É por isso que eu te digo, menina, que tenho 78 anos e sou jovem. Tenho dores nos joelhos e uma filha de 36 anos que me pede para ter juízo e sossegar, mas sou jovem como pouca gente já foi.
Essas palavras que você estava rabiscando em seu bloquinho permanecerão na eternidade. Mesmo que você tente alterá-las ou descartá-las, buscando o dia em que possam ser classificadas como 'corretas'. Esse dia não há de chegar.
Veja bem, menina, não deixe a naturalidade te escapar por entre os dedos.
Talvez as pessoas não se lembrem do teu nome no futuro, mas que importância isso tem, afinal?
Os anos podem consumir seu rostinho liso e risonho, o excesso pode tentar te tomar energia, mas nada te privará daquilo que você não compreende e te faz feliz, senão você mesma."

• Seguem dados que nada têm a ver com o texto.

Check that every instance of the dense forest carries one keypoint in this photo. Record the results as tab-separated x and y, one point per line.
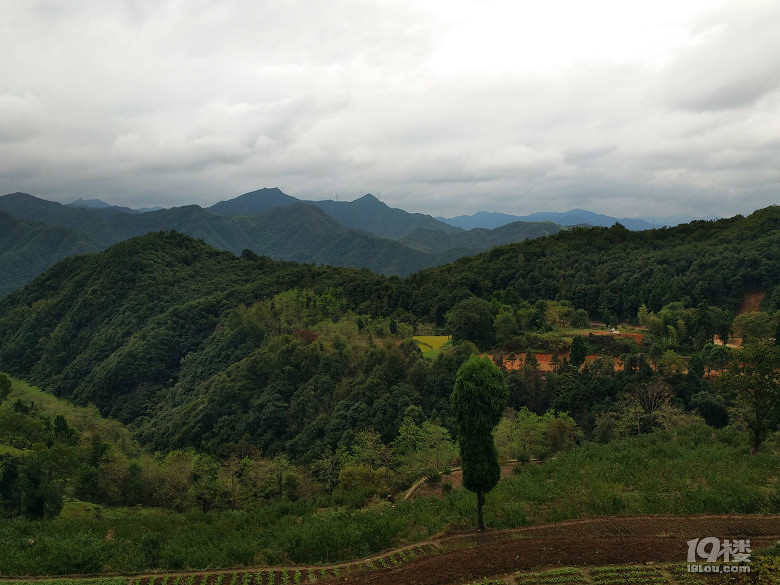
245	382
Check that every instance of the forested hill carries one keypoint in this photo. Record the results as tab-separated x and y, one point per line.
193	345
28	248
612	271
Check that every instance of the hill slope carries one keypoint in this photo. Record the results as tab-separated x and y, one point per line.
27	249
268	222
614	270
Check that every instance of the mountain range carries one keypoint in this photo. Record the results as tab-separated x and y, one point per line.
364	233
168	333
492	220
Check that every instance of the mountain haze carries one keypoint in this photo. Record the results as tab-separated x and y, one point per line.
269	222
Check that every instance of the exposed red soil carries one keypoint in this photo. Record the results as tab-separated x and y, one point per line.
751	302
600	541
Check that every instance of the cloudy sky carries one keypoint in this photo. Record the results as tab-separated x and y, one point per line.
444	107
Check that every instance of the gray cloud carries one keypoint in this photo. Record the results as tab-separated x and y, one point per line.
434	107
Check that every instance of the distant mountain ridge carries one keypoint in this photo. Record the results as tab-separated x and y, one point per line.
492	220
27	249
364	233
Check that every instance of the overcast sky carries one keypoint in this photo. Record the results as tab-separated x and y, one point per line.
444	107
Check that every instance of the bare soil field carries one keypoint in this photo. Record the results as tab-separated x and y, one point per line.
600	541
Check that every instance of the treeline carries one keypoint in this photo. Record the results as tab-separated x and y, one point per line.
199	348
611	272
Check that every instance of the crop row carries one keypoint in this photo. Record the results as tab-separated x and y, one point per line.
283	576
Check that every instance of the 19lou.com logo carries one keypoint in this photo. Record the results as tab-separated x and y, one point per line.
713	555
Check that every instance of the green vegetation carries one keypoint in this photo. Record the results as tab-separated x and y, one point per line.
267	412
478	400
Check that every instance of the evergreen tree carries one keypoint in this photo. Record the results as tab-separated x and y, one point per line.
578	351
478	400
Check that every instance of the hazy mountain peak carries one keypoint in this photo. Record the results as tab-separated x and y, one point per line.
253	202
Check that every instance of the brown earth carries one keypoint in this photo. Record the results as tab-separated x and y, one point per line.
465	557
600	541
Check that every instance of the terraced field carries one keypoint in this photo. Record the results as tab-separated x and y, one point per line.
627	550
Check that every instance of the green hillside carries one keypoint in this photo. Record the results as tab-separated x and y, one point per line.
611	272
27	249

Foi aí que o ônibus chegou e eu entrei, esperando que o jovem senhor fizesse o mesmo. Assim, eu poderia fazer perguntas. Mas, pela janela, pude ver que ele tinha se virado e estava caminhando devagar em outra direção. Talvez eu não precisasse de respostas, afinal.
Olhando para os chicletes colados na poltrona à minha frente, fiquei pensando em como eu não seria capaz de eternizar só aquilo de que gosto e em quantas coisas ruins já rondam o "para sempre".
Então, olhei para o meu bloquinho e para o que eu havia escrito. Era sobre você.
Sim, sim. Sobre você. Acho que eu nem preciso te chamar por seu nome, porque é sempre você. Mesmo quando são os outros, mesmo quando sou eu, mesmo quando não é ou não há ninguém, estou sempre tentando transformar em você. Tudo em vão, Você é nome próprio.
O meu desespero de correr por aí fingindo ser alguém que não é de ninguém fica no presente, mas a certeza de que o mundo jamais será grande demais para os passos nossos pode viajar para o tempo que quiser pelo tempo que quiser

segunda-feira, 3 de março de 2014

Cabana imunda

Estava passeando por Embu das Artes hoje, até que me deparei com esse mendigo.
A princípio achei a cena engraçada, porque eu também tinha esse costume de brincar de cabaninha quando era criança.
Era meu jeito de fugir da realidade, ou criar a minha própria. Meu pedacinho de terra sem lei, onde o que eu quisesse que existisse, existia. Sem mais delongas.
Não importava se essa minha fortaleza era feita de lençóis e o que mais eu encontrasse pela frente. Era o lugar mais fantástico e seguro do mundo.
Estava lembrando disso tudo, toda nostálgica, até que me dei conta de que não é uma brincadeira para ele. É a sua única opção e, ao contrário de mim, ele não está fugindo da realidade. Aquele mendigo tem mais contato com ela do que qualquer um de nós.
Aquele mendigo, que, depois de me ver ali, olhando pra ele, se escondeu com as mãos, pode dizer, com todas as letras, o quão feia é a realidade quando não maquiada. Como ela mostra os dentes e morde. Como ela se apropria de nós, como ela se transforma em verme.
Então, me perguntei, finalmente: Qual é a diferença entre nós dois? É o berço? A falta de terço? Ou é o contexto?
Meu Deus! falamos o mesmo idioma, mas não a mesma língua!
Meu Deus, meu Deus, meu Deus! Ou será a falta do Senhor?
Podia ser eu!
Uma criança passou correndo ali por perto e eu pude ouvir sua mãe gritando "Sai daí que é sujo, Rafael! Olha o mindingo (sic) nojento!"
Então, cheguei a conclusão de que suja é aquela mulher, que ignorava o filho insuportável berrando por atenção.
Suja sou eu, que me deixo atormentar e, mesmo assim, não tenho a capacidade de fazer a menor diferença.
Sujo é qualquer um que se transforme em parasita, que transforme um homem em mendigo.